I suggest you use the fancy annotation feature for fields. If you have a corporate author simply add author+an = {=corporate}.
With
\renewcommand*{\mkbibnamefamily}[1]{%
\iffieldannotation{corporate}
{#1}
{\textsc{#1}}}
we then check if we have a corporate author or not. Small caps are used only if the author is not corporate.
MWE
\documentclass{article}
\usepackage[utf8]{inputenc}
\usepackage[T1]{fontenc}
\usepackage[backend=biber, style=authoryear]{biblatex}
\usepackage{csquotes}
\usepackage[ngerman]{babel}
\usepackage{filecontents}
\begin{filecontents*}{\jobname.bib}
@misc{ruhr,
author = {{Regionalverband Ruhr}},
author+an = {=corporate},
title = {Marketingstrategie 2017-2022 der Ruhr Tourismus GmbH},
year = {2017},
}
\end{filecontents*}
\addbibresource{\jobname.bib}
\addbibresource{biblatex-examples.bib}
\renewcommand*{\mkbibnamefamily}[1]{%
\iffieldannotation{corporate}
{#1}
{\textsc{#1}}}
\begin{document}
\cite{sigfridsson,ruhr},
\printbibliography
\end{document}

The advantages of the annotation really come into play once we realise that we can add annotation to specific names.

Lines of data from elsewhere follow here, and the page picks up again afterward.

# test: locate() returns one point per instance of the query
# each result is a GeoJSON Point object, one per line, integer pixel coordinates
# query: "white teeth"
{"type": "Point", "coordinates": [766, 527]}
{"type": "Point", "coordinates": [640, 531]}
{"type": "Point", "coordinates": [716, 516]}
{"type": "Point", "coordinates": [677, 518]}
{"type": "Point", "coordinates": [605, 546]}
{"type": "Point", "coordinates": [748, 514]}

With author+an = {1=corporate}, only the first name is corporate. We then need to use
\renewcommand*{\mkbibnamefamily}[1]{%
\ifitemannotation{corporate}
{#1}
{\textsc{#1}}}
Note \ifitemannotation instead of \iffieldannotation.
In
@misc{ruhr,
author = {{Regionalverband Ruhr} and Anne Elk},
author+an = {1=corporate},
title = {Marketingstrategie 2017-2022 der Ruhr Tourismus GmbH},
year = {2017},
}
then, "Anne Elk" gets small caps, but "Regionalverband Ruhr" doesn't.
You will of course have to count the number of authors and give the correct number even if there is only one author
author = {{Regionalverband Ruhr}},
author+an = {1=corporate},
and
author = {Anne Elk and {Regionalverband Ruhr}},
author+an = {2=corporate},
This will naturally also work for the editor field and any other name field.